Du 9 au 10 décembre, le ministre des Finances, Pierre Gramegna, s'est rendu à Madrid pour assister à la 25e Conférence des parties de la convention-cadre des Nations unies sur les changements climatiques (COP25).

Pierre Gramegna a participé, ensemble avec Carole Dieschbourg, ministre de l'Environnement, du Climat et du Développement durable, et Werner Hoyer, président de la Banque européenne d'investissement (BEI), à une conférence pour marquer le lancement de la deuxième phase de la plateforme du financement climatique BEI-Luxembourg.

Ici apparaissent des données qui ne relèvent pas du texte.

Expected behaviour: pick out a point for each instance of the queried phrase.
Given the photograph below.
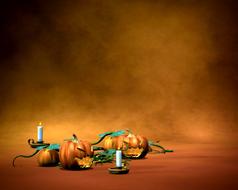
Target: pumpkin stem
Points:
(75, 137)
(24, 156)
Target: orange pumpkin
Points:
(76, 154)
(48, 157)
(132, 146)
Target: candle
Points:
(118, 158)
(39, 132)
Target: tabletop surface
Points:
(191, 166)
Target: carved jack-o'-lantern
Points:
(132, 146)
(76, 154)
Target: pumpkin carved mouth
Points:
(133, 152)
(85, 162)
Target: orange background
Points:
(164, 69)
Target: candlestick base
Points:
(118, 170)
(34, 144)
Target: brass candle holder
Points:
(36, 144)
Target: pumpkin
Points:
(132, 146)
(48, 157)
(76, 154)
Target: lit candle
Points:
(39, 132)
(118, 158)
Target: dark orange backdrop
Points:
(165, 69)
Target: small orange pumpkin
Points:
(48, 157)
(132, 146)
(76, 154)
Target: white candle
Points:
(118, 158)
(40, 132)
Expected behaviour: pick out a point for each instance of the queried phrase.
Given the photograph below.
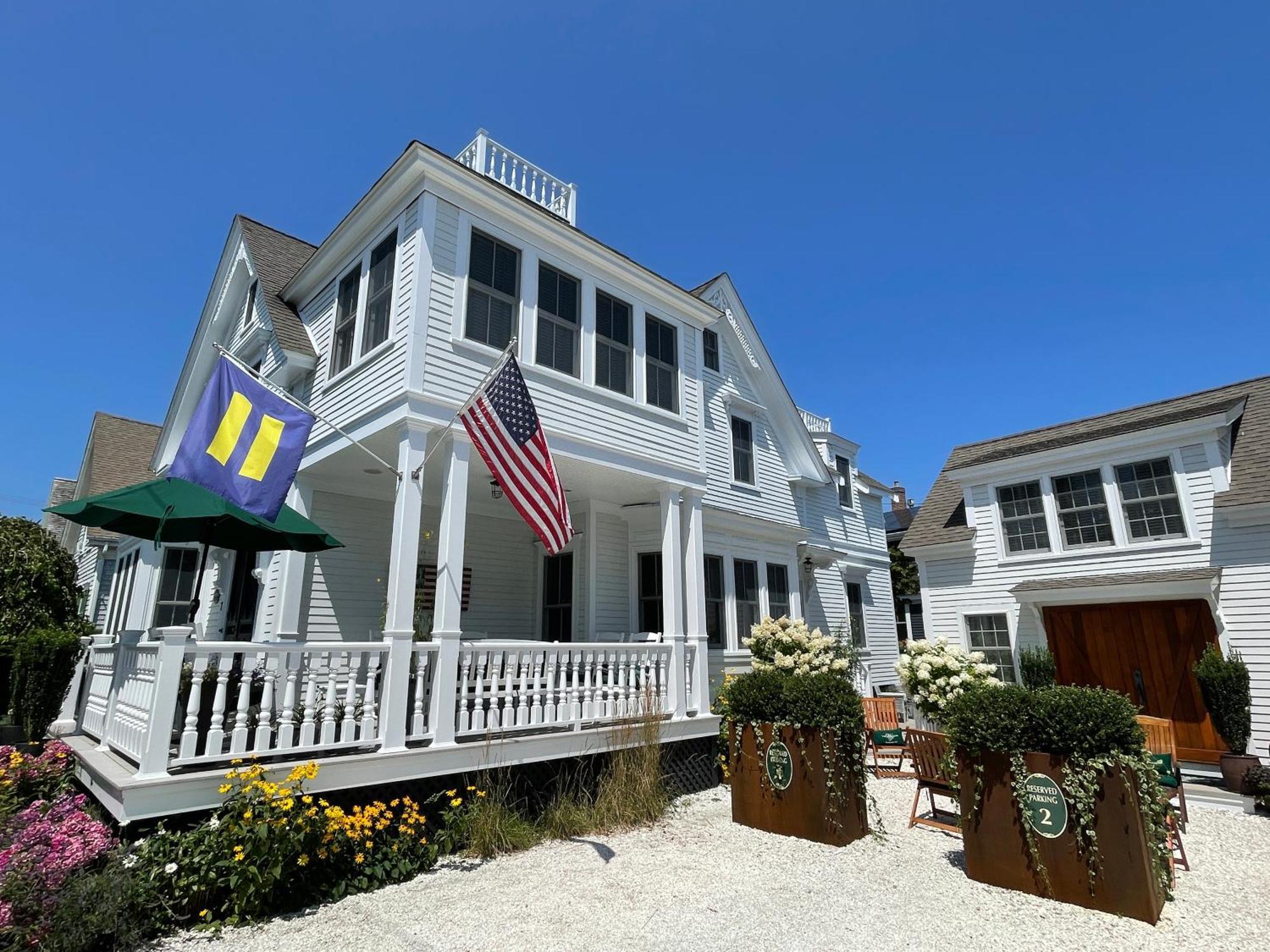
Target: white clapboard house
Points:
(443, 638)
(1126, 543)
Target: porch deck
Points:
(157, 719)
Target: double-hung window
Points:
(746, 578)
(558, 321)
(379, 294)
(778, 591)
(346, 321)
(857, 615)
(990, 634)
(711, 346)
(493, 291)
(714, 600)
(650, 585)
(662, 362)
(613, 343)
(846, 493)
(176, 587)
(1023, 517)
(742, 451)
(1150, 496)
(1083, 510)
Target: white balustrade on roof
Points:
(518, 173)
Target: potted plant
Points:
(1060, 798)
(1224, 684)
(796, 738)
(934, 673)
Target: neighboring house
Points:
(909, 606)
(1127, 543)
(703, 498)
(117, 455)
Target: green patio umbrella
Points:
(176, 511)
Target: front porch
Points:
(443, 639)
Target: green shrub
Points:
(37, 579)
(824, 700)
(1080, 723)
(1224, 682)
(44, 664)
(1037, 667)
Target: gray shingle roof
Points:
(943, 517)
(120, 453)
(1078, 582)
(276, 258)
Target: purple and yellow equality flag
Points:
(244, 442)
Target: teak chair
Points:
(885, 737)
(1163, 746)
(928, 750)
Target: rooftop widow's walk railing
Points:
(518, 173)
(168, 701)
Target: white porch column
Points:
(695, 598)
(403, 563)
(448, 626)
(291, 571)
(672, 598)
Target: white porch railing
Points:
(500, 163)
(173, 703)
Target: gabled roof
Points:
(943, 516)
(276, 257)
(62, 492)
(117, 455)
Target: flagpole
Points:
(300, 406)
(463, 409)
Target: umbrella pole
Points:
(199, 586)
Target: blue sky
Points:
(951, 221)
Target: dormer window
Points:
(493, 291)
(378, 267)
(558, 321)
(379, 294)
(1150, 496)
(1083, 510)
(1023, 517)
(711, 345)
(846, 494)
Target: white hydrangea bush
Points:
(788, 645)
(935, 672)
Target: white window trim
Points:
(1006, 609)
(1112, 491)
(364, 263)
(751, 486)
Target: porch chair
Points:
(885, 737)
(928, 751)
(1163, 747)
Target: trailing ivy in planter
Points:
(1225, 686)
(1060, 798)
(797, 756)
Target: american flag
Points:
(505, 427)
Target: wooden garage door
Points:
(1145, 651)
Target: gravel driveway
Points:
(702, 883)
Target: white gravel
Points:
(700, 882)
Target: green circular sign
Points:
(780, 765)
(1045, 805)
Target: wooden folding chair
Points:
(1163, 747)
(885, 737)
(928, 751)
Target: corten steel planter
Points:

Prorogée pour cinq nouvelles années et dotée d'une contribution supplémentaire de 40 millions d'euros de la part du Luxembourg, cette initiative conjointe vise à mobiliser et à soutenir l'investissement en faveur de la lutte contre les changements climatiques à l'échelon international, en mettant l'accent sur l'atténuation et l'adaptation à leurs effets.

Le ministre des Finances a également participé à la réunion de la coalition des ministres des Finances pour l'action climatique, initiative lancée en avril 2019 en marge des Réunions de printemps du Groupe de la banque mondiale et du Fonds monétaire internationale et dont le Luxembourg est membre fondateur. À l'occasion de la COP25, les ministres des Finances ont présenté le Plan d'action de Santiago, qui définit les priorités pour l'année 2020 des pays membres de la coalition dans leurs efforts de mobiliser et aligner les financements nécessaires pour mettre en œuvre leurs plans d'action climatique nationaux, d'adopter des pratiques optimales telles que la budgétisation et les stratégies climatiques à l'appui d'investissements et d'intégrer les risques climatiques dans leur planification économique.

À cette occasion, le ministre des Finances a participé à un panel de discussion sur le sujet des investissements en infrastructure et les risques climatiques. Pierre Gramegna a plaidé pour un cadre règlementaire intelligent qui encourage l'investissement à long terme, notamment dans des projets d'infrastructures durables et résistantes au climat, par les investisseurs institutionnels, tels que les entreprises d'assurance.

Pierre Gramegna a par ailleurs rencontré Ignacio Briones Rojas, nouveau ministre des Finances du Chili et co-président de la coalition des ministres des Finances pour l'action climatique, pour discuter des travaux et priorités de la coalition et explorer des pistes de collaboration entre le Chili et le Luxembourg dans le domaine de la finance durable. Le Chili, qui cote ses obligations souveraines au Luxembourg depuis 20 ans, vient de coter ses premières obligations vertes sur le Luxembourg Green Exchange.

Ensemble avec la ministre Carole Dieschbourg, le ministre des Finances a par ailleurs eu une entrevue avec Yannick Glémarec, le directeur du Green Climate Fund. Le Luxembourg vient de doubler sa contribution annuelle au Green Climate Fund, fonds mondial créé en 2010 pour soutenir les efforts des pays en développement à relever le défi du changement climatique.

Pierre Gramegna commente: "Afin d'éviter une crise financière à l'échelle mondiale déclenchée par la dévaluation massive de portefeuilles investis dans les énergies fossiles, il est crucial que la transition énergétique soit accompagnée par une transition financière. En tant que place financière internationale, le Luxembourg apporte aujourd'hui une contribution de taille dans la mobilisation d'investissements publics et privés pour débloquer les milliers de milliards d'euros nécessaires dans la lutte contre le changement climatique, et joue ainsi un rôle important dans la transition du système financier vers des investissements plus verts et durables."